Playing around with parameters

Optimizer

STLSQ

"Sequentially thresholded least squares"

They take the argument $\lambda$, which specifies a threshold "of sparsity". Should parameter $p_i$ be smaller than $\lambda$, it will be removed (and it's corresponding term)

Meaning that the bigger the threshold is, the less terms may be present in the final model. In other words, the bigger the threshold, the more terms will be removed.

For 1D-Neuron-Multiple the value of $\lambda$ seemed to be best around $(10^{-1}, 10^{-3})$, smaller values of $\lambda$ included insignificant noise.

Default value is $\lambda = 10^{-1}$

Also for the basic example they set the value to $\lambda = 10^{-1}$, which seems to agree.

TODO: STLSQ with vector of thresholds

Metrics

$L_2$ Norm error

$L_2$ (or $l_2$) norm of the error gives the $l_2$ of an error in each dimension

Of course the smaller the better

TVDIFF

Most times around 300 iterations seems to be by far enough

Regularization $\alpha$

The regularization parameter $\alpha$ tells us how strongly should the derivative be regularized (think of it as smoothed)

The bigger the $\alpha$ the less it oscillates, though the less "features" of the true derivative it really exhibits

It is mostly visible when there is a big spike in the derivative. Then the tvdiff is unable "to catch up" when strongly regularized doesn't handle the spike well (it simply doesn't feature nearly as big of a spike)

I'd recommend starting with a higher $\alpha$ and slowly increasing it, until we find the derivative smooth enough.
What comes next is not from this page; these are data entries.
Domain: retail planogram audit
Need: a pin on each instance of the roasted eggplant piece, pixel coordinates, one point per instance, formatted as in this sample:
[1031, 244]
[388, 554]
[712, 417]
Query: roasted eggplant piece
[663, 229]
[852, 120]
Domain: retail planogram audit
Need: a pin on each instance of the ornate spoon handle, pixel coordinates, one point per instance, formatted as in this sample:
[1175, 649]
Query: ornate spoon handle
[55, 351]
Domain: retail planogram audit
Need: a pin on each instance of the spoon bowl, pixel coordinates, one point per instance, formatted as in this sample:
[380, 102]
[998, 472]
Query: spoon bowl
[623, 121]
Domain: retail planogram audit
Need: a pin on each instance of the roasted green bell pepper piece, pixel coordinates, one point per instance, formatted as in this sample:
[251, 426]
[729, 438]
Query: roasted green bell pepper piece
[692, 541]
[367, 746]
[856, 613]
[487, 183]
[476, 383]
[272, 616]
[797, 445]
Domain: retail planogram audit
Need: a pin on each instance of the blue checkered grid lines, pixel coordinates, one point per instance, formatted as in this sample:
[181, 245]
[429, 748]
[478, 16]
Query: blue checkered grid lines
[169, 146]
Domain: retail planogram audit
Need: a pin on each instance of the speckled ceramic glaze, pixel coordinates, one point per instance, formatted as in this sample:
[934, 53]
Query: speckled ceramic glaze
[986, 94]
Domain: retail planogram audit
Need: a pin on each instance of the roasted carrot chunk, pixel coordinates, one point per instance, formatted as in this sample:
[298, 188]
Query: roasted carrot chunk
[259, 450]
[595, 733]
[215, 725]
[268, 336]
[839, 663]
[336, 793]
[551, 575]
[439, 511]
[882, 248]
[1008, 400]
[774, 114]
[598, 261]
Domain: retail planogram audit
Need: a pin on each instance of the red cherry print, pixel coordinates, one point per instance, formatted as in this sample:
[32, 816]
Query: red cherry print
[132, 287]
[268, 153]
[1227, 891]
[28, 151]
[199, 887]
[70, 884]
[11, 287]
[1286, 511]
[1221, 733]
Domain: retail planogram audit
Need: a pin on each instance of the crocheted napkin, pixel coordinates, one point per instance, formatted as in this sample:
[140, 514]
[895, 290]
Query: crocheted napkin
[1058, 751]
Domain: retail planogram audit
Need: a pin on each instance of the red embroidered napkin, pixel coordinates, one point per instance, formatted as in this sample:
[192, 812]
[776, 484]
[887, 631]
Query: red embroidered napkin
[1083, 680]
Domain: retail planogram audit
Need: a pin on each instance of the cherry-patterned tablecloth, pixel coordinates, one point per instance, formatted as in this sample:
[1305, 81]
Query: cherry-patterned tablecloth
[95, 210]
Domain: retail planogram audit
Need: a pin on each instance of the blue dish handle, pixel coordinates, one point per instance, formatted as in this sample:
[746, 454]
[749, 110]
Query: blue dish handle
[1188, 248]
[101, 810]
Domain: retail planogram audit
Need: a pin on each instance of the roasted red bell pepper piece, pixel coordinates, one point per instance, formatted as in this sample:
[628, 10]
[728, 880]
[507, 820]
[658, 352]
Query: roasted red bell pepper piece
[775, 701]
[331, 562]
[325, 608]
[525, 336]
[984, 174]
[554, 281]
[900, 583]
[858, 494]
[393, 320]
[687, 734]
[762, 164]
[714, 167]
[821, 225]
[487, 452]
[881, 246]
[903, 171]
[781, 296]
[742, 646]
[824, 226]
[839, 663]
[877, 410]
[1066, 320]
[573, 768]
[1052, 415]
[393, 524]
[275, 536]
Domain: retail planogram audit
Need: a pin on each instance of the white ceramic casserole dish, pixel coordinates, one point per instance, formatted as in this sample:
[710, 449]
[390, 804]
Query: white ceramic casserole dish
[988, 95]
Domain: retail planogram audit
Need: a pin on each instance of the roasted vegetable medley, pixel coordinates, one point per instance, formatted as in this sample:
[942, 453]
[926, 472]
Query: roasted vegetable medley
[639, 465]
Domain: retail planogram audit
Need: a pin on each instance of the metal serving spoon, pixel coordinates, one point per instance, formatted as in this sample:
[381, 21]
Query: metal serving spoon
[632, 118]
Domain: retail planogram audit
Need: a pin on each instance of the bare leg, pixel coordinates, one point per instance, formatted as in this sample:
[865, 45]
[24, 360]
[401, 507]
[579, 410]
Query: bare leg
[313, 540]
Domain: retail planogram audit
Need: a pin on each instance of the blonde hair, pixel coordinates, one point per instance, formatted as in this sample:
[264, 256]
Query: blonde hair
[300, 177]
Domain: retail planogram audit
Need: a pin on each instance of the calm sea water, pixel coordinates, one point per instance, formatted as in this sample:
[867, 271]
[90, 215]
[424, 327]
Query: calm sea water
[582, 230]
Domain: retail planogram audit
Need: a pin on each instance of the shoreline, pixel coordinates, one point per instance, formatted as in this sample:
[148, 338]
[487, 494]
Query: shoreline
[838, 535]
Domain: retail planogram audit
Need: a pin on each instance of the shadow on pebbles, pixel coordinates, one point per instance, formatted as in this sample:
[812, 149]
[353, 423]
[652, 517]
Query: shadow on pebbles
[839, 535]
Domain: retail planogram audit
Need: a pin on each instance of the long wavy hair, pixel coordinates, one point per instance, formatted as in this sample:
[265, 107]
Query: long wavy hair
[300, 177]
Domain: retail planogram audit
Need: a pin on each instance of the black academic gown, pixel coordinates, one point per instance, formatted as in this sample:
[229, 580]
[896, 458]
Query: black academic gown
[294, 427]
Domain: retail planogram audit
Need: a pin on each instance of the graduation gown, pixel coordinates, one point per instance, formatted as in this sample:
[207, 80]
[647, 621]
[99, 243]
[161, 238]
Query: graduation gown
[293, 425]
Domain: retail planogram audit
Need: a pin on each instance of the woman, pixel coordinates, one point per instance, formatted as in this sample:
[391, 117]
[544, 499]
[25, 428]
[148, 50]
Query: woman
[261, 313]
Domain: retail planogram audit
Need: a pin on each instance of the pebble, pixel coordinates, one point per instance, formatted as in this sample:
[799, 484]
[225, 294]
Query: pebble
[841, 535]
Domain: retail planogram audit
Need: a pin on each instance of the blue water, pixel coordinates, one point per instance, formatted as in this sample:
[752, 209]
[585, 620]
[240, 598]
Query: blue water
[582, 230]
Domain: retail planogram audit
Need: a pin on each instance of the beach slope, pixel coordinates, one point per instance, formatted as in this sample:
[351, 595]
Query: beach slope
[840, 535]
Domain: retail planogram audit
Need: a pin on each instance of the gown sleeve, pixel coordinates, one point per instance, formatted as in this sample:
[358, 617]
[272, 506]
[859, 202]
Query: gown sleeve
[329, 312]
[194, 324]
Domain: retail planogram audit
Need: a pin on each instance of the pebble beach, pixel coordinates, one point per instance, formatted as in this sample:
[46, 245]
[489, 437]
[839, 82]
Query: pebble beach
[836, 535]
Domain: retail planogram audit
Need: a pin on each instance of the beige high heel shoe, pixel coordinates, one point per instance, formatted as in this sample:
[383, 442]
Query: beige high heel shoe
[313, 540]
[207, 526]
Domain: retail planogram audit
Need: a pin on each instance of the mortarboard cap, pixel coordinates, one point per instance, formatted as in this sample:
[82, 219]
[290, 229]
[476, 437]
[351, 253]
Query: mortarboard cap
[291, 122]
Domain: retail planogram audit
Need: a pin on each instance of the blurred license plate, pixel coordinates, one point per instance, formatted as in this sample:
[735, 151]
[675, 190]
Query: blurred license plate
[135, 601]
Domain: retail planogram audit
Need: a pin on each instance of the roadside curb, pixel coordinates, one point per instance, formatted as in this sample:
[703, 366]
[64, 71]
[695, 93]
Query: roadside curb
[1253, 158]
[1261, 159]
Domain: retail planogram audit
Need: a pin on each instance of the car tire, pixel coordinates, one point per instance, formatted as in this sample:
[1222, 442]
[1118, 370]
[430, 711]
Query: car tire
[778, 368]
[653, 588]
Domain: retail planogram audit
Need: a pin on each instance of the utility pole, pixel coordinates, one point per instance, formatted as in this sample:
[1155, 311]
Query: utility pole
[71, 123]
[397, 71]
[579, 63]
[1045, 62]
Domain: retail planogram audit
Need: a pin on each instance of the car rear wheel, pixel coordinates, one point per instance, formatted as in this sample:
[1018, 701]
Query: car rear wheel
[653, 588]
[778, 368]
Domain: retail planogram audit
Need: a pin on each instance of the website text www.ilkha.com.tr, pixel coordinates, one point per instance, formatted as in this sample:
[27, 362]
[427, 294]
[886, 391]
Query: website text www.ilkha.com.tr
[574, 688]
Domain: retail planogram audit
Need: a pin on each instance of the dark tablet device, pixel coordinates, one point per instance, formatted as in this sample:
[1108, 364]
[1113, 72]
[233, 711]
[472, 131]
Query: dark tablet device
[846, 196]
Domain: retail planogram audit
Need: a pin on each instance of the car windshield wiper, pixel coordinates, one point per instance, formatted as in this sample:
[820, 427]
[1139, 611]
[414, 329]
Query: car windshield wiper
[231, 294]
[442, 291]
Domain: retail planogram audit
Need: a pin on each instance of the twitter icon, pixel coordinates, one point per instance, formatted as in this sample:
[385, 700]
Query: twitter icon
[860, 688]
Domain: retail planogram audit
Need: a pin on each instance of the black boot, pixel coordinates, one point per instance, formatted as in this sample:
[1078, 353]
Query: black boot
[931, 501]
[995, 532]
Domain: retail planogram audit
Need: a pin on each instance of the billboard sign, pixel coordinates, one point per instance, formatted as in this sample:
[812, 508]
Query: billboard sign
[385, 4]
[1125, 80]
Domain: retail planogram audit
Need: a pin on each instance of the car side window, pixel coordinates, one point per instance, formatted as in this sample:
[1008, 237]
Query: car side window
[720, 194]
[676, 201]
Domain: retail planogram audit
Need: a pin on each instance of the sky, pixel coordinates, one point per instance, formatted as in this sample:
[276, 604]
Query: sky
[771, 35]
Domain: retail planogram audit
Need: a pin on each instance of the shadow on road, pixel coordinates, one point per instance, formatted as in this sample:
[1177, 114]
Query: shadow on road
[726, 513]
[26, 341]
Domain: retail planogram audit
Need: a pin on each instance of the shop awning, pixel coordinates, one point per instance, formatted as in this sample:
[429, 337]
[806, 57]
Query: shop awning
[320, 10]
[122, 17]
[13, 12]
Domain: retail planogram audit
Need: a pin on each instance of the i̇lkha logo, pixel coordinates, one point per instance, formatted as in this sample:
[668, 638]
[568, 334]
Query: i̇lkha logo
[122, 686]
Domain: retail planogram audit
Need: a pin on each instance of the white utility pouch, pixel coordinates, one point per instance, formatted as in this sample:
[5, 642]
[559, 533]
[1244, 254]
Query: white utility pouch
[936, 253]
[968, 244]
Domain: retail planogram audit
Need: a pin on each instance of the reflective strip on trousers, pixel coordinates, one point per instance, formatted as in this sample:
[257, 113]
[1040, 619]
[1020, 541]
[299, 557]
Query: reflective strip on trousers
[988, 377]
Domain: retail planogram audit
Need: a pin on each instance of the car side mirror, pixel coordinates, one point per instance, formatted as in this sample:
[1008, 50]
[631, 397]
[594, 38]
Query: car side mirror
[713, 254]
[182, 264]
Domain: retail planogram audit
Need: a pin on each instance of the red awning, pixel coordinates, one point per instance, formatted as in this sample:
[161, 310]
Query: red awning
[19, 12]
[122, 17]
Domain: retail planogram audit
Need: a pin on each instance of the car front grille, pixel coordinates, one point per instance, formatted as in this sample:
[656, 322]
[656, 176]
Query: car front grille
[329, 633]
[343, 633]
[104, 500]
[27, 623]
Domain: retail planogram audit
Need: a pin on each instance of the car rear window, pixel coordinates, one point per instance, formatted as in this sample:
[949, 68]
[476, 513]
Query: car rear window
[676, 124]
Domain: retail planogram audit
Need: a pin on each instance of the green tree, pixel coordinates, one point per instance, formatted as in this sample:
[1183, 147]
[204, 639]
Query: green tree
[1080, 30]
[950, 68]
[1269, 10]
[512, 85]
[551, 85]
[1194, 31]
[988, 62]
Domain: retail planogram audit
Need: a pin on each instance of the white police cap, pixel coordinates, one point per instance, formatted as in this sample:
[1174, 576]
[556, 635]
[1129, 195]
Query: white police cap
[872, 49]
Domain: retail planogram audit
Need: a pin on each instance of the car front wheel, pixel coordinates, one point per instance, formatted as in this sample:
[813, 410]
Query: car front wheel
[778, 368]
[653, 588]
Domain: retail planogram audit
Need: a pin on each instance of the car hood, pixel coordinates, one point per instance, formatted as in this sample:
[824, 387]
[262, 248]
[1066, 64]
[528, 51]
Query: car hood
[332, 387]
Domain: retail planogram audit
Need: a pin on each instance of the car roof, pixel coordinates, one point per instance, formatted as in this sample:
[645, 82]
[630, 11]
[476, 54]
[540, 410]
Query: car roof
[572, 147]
With small $\alpha$ always check if it more or less corresponds to data (it has tendency to oscillate when the function is too constant)

Epsilon $\varepsilon$

Using tvdiff with ε=1e-9, we obtain a strongly regularized result. Larger values of ε improve conditioning and speed, while smaller values give more accurate results with sharper jumps.

Scale and preconditioner

TO BE DONE

Performance

In general the more data (and thus the derivation) varies in scale, the worse to model performs

Collocations

Data collocation is only used when derivative is NOT supplied (and is surely better than forward diff)

TODO: Usage collocations on existing derivative?